Resampling is a way to average data over specific windows or periods. It is a possible way to smooth out noisy data for example or get an average trend. You can resample columns from the column header menu. In the example below we create a date column and then use resampling to smooth out the data in another column using a window of 7.

_images/resample_example.gif

Plot options

The plot options are a series of docked widgets on the right side of the plot, grouped by functionality. The docks can be dragged to the other sides of the application window or closed. Re-opening is done from the dock menu. Most default formatting options such as the type of plot, whether to show a legend etc. are in the ‘general’ tab. If you use the program regularly you will be familiar with where things are.

_images/plot_options.png

The following plot types are currently supported:

  • line

  • bar

  • barh

  • scatter

  • pie

  • histogram

  • box plot

  • dot plot

  • heatmap

  • area

  • hexbin

  • contour

  • scatter matrix

Plotting grouped data

Rather than grouping the table directly and then plotting, it is also possible to plot data grouped. This requires you select the appropriate columns including the one to be grouped by and select the grouping column in the ‘groupby’ menu in the plot options. Plots can be grouped by 1-2 columns at once.

Scratchpad

The scratchpad is used to store plots as you go along, that can be viewed and saved later. It’s also used for tables in text. It can be useful for resizing plots before saving for example. The plots stored here are saved with your project so can be retrieved at any time.

Setting preferences

Application settings are set from the Edit->Preferences menu. The image below shows the settings which are mostly self explanatory. If settings get corrupted or you want to restore defaults use the ‘reset’ button.

_images/preferences.png

The terminal

For those familiar with Python and pandas a basic terminal is included, accessible from the toolbar. This will appear below the table. You can then run any Python command via the intepreter. The current table data is initially assigned to the df variable and the table can be accessed from the table variable. For example to add a column called ‘new’ you would do the following:

df['new'] = 3
table.refresh()

Any pandas operation can be performed. You need to call table.refresh() to update the table after making changes to the underlying dataframe.
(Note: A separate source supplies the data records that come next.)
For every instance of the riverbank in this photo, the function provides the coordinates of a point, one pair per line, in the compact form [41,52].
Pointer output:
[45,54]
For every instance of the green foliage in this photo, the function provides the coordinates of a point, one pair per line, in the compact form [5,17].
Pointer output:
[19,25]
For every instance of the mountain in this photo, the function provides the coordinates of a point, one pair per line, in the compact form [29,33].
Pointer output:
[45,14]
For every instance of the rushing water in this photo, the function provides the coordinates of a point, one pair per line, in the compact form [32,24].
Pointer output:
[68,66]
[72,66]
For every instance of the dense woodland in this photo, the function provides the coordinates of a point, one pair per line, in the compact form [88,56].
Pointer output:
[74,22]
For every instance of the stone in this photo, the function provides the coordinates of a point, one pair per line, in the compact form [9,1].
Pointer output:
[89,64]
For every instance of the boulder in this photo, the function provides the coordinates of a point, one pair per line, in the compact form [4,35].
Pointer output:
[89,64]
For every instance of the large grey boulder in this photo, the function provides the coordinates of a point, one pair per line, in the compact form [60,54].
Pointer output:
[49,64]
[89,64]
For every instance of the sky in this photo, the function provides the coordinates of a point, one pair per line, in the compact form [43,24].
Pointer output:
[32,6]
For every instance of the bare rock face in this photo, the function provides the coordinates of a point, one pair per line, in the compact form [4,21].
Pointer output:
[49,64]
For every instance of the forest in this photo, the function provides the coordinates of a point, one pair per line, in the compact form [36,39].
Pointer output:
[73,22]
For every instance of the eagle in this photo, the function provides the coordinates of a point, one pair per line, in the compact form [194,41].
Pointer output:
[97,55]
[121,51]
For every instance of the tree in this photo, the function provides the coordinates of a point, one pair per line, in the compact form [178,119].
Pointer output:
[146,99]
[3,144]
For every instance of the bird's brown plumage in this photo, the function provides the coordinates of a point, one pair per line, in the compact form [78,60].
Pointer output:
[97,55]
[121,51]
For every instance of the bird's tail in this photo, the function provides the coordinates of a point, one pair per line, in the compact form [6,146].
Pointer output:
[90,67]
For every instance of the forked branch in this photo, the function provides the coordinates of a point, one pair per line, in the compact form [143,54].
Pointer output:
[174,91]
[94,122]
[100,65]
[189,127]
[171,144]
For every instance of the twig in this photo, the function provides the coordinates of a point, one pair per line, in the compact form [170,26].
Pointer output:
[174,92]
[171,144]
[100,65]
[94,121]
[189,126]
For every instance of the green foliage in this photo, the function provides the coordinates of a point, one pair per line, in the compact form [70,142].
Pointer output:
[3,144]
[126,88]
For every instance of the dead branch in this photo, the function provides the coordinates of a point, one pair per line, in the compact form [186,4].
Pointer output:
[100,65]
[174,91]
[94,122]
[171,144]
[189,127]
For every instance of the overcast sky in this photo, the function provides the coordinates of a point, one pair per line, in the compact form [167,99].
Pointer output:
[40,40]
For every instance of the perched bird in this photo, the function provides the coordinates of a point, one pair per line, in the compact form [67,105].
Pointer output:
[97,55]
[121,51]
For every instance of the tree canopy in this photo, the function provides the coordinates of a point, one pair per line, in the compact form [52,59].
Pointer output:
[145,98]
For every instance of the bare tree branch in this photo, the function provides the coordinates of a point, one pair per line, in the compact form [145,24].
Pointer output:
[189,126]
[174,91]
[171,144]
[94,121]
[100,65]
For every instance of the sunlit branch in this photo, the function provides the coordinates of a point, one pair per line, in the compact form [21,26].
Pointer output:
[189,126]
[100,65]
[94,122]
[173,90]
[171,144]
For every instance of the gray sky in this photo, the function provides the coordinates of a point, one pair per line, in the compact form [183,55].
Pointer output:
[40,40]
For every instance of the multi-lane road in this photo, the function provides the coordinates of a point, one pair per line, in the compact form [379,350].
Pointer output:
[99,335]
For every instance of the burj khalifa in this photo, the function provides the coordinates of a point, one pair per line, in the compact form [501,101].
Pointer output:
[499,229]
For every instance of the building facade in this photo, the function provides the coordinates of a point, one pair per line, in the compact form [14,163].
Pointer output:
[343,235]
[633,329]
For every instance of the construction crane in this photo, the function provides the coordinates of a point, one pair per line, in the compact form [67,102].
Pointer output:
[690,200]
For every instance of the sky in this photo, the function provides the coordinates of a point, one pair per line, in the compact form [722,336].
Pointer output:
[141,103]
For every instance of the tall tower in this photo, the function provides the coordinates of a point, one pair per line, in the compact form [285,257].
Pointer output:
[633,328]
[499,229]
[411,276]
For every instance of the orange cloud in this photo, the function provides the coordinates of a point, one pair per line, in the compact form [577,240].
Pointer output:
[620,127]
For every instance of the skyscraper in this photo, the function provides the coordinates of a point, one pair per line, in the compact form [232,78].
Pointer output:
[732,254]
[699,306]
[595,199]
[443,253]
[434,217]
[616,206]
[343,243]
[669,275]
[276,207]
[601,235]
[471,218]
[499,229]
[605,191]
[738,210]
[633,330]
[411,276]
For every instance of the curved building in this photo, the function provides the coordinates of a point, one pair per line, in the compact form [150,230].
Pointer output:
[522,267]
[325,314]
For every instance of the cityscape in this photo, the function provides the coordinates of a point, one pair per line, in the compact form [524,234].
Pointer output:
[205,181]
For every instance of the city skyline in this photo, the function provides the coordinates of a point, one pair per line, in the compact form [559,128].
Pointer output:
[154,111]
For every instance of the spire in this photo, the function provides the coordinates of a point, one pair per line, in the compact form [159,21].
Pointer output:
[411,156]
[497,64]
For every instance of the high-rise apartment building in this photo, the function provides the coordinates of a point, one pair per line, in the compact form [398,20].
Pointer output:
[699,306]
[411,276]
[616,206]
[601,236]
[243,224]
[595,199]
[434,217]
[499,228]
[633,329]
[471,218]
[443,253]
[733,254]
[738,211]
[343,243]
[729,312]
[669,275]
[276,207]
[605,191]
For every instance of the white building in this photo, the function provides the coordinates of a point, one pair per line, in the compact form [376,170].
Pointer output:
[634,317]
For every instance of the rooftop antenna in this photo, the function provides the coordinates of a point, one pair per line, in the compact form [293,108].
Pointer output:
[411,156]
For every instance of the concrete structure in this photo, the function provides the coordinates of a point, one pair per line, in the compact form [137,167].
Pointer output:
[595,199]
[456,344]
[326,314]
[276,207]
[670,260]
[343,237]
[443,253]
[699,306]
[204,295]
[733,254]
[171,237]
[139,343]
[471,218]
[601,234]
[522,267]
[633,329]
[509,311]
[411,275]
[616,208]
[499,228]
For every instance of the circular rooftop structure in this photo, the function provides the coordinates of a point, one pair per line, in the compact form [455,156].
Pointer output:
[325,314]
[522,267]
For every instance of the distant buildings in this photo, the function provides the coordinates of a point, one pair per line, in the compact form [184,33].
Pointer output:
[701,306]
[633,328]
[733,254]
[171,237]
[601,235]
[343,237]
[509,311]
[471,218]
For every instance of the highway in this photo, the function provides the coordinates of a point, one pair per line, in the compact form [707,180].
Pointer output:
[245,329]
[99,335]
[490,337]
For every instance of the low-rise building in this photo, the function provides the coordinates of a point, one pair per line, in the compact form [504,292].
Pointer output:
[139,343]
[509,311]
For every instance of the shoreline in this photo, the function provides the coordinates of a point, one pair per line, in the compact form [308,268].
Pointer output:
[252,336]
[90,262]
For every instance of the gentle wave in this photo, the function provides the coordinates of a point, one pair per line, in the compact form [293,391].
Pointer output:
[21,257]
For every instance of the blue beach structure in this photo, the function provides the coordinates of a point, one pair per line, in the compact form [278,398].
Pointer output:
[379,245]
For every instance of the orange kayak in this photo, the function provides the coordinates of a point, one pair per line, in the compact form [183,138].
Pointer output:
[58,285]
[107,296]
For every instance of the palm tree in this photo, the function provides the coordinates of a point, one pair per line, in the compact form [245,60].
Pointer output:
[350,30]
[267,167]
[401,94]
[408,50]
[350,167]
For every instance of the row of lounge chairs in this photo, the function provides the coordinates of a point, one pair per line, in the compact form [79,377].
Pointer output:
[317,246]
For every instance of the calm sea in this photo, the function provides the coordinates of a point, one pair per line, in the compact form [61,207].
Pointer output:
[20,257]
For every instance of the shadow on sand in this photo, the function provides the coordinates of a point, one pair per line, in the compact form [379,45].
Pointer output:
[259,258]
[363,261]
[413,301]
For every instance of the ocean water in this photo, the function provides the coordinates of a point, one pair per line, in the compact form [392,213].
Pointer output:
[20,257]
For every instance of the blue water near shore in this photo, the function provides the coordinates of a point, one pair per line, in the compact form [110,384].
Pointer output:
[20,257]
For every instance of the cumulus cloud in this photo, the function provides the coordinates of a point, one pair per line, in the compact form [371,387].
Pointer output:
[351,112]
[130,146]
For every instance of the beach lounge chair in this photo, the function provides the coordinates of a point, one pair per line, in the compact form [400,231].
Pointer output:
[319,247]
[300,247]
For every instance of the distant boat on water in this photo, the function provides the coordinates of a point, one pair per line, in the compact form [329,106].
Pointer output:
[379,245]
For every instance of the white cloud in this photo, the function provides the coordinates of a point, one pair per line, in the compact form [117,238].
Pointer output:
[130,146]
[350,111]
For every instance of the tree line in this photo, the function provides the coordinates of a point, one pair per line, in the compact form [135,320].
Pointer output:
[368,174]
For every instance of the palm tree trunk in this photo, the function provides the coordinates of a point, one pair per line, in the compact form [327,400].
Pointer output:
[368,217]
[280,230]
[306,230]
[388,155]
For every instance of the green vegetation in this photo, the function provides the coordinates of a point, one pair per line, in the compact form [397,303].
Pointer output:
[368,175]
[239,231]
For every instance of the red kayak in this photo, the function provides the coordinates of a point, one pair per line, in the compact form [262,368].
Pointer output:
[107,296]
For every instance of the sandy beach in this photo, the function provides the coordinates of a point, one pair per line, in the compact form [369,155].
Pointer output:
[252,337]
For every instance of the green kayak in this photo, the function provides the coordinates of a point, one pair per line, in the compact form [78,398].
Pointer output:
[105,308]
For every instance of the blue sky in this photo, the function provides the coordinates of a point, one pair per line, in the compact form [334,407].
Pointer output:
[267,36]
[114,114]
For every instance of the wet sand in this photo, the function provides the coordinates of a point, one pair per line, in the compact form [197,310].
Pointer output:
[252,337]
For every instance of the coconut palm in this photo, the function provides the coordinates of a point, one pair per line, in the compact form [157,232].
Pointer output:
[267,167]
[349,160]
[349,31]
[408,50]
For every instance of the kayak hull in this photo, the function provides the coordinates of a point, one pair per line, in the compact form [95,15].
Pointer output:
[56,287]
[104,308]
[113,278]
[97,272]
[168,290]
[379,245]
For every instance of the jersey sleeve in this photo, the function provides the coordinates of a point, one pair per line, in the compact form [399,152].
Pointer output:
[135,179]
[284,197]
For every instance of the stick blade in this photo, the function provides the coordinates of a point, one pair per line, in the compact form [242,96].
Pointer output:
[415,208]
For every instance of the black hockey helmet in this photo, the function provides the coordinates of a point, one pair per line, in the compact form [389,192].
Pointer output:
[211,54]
Working example is shown here:

_images/terminal.gif

Plugins

Plugins can be added by anyone (see code examples on how to do this). Currently there are are only a few useful built-in plugins. New ones will be added below. To add a third party plugin (just a .py file), place it in the plugin folder under <home dir>/.config/tablexplore. For security, you shouldn’t just download and run any .py file without trusting it first.

Colormap tool

This allows you to add your own colormaps for plotting. The screen grab below shows you. You can generate random colors, then edit them. When done choose the type of colormap and then save. Pick a name and this is stored and added to the list of of colormaps in the plot options. You have to restart the program to see it. (Colormaps are kept under .config/tablexplore/cmaps.pkl which can be deleted if you want to clear them.)

_images/colormaps.gif

Seaborn plugin

Seaborn is a statistical plotting package for Python. This plugin lets you use it as an alternative to the regular plotting tools. Note that you need to have installed tablexplore using pip for this to work and it is not currently part of the standalone windows application or the snap. The plugin has a set of drop down menus mostly for selecting which column in your table you want to be plotted in which dimension. These won’t all be intuitive unless you have used seaborn.

It is assumed that your data is in ‘long form’ or ‘tidy’ format.

Typical usage is shown below:

_images/seaborn.gif